Los ejercicios isométricos suelen imitar posiciones desafiantes, como el punto de estancamiento en la parte inferior de una sentadilla, mantener un scrum en el rugby o quitar la tapa de un frasco de mermelada. Esto significa que pueden ayudar a desarrollar la fuerza necesaria para tolerar la carga que se coloca sobre el cuerpo durante el ejercicio, el deporte y la vida cotidiana. Esto puede mejorar el rendimiento atlético o la función física en la vida diaria.

Los ejercicios isométricos se pueden ajustar fácilmente para que se adapten mejor a ti.

5. Son fácilmente tolerados.

Los ejercicios isométricos se utilizan a menudo como parte de los programas de rehabilitación de fisioterapia y terapia deportiva para personas que se recuperan de lesiones musculoesqueléticas, ya que pueden realizarse con movilidad limitada y cuando el dolor puede ser un factor limitante.

Como los ejercicios isométricos se realizan en una posición estática, pueden ser más tolerables que los ejercicios que requieren mucho movimiento. Del mismo modo, las personas con movilidad limitada pueden elegir una posición cómoda para realizar el ejercicio, como ajustar la altura de una sentadilla contra la pared si tienen una movilidad limitada de la cadera.

6. Son eficientes en términos de tiempo.

La mayoría de los estudios que han investigado los beneficios de los ejercicios isométricos para la salud cardíaca solo han requerido que los participantes hicieran un total de ocho minutos de ejercicio por sesión Esto equivaldría a alrededor de cuatro series de ejercicios isométricos, con cada ejercicio mantenido durante aproximadamente dos minutos. Luego, descansaría entre uno y cuatro minutos entre series.

Numerosos estudios también demuestran que estos ejercicios solo deben realizarse tres veces por semana durante tres semanas para ver cambios beneficiosos. Esto hace que los ejercicios isométricos sean fáciles de incorporar incluso a las agendas más ocupadas.

Así puedes comenzar

El ejercicio isométrico se puede realizar bastante bien en cualquier lugar, ya que solo utiliza el peso corporal para desafiar los músculos.

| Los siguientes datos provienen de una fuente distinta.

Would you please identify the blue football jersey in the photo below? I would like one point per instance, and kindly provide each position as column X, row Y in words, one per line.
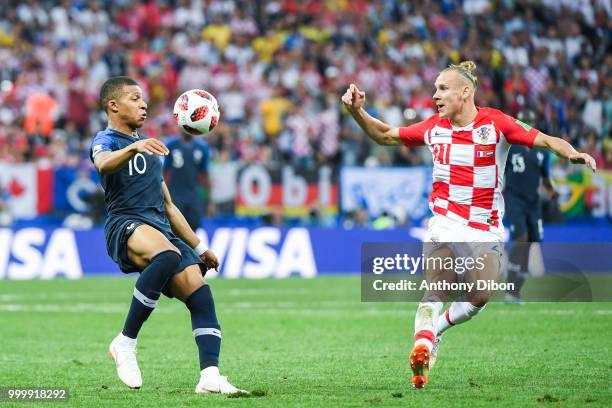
column 184, row 165
column 525, row 168
column 136, row 188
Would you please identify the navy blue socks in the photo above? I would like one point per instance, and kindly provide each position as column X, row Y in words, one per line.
column 147, row 290
column 206, row 329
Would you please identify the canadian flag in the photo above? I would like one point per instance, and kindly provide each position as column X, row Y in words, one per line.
column 28, row 187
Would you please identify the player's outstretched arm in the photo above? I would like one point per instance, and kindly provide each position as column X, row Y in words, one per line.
column 376, row 130
column 111, row 162
column 181, row 228
column 562, row 148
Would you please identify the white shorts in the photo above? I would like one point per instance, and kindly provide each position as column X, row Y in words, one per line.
column 444, row 229
column 465, row 241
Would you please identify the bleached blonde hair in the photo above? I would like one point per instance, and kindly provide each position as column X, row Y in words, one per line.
column 466, row 69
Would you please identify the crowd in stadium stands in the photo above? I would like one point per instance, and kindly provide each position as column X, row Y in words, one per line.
column 278, row 69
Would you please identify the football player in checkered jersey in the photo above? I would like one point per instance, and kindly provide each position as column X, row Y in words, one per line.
column 469, row 145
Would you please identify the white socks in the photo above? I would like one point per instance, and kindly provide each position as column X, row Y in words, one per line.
column 425, row 323
column 458, row 312
column 212, row 371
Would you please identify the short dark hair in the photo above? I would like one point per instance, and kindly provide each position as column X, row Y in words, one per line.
column 111, row 89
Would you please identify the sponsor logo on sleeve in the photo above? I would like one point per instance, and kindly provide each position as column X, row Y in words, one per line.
column 523, row 125
column 96, row 149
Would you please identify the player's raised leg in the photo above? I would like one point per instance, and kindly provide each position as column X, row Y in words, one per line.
column 460, row 311
column 148, row 249
column 426, row 318
column 189, row 287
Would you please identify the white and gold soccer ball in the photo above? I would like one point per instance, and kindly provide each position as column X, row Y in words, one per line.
column 196, row 112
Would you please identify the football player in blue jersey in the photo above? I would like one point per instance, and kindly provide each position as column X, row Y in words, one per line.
column 185, row 169
column 146, row 233
column 526, row 169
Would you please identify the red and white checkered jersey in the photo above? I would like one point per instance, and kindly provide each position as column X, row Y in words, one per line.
column 469, row 163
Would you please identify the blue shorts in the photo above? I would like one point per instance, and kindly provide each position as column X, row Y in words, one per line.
column 524, row 219
column 119, row 228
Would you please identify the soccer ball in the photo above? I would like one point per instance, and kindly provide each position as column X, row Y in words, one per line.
column 196, row 112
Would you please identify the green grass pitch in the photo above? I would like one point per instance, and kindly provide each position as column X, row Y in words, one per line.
column 302, row 343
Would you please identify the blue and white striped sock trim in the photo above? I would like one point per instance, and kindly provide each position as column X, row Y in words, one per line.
column 207, row 331
column 144, row 300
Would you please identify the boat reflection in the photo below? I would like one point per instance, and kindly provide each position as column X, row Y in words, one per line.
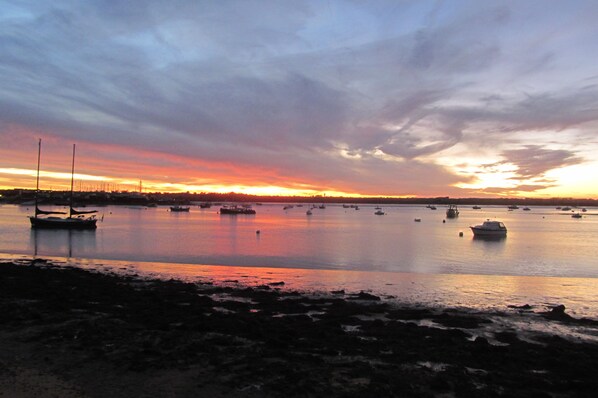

Si no está seguro de por dónde empezar cuando se trata de ejercicios isométricos, algunos buenos ejemplos incluyen sentadillas contra la pared (simular que está sentado en una silla pero con la espalda presionada contra una pared) y flexiones de brazo (apoyándose en los antebrazos y las puntas de los pies, con el estómago elevado sobre el suelo y mantenido nivelado).

También se recomienda que consulte con un médico antes de comenzar su nuevo plan de ejercicios para asegurarse de que sea seguro y eficaz.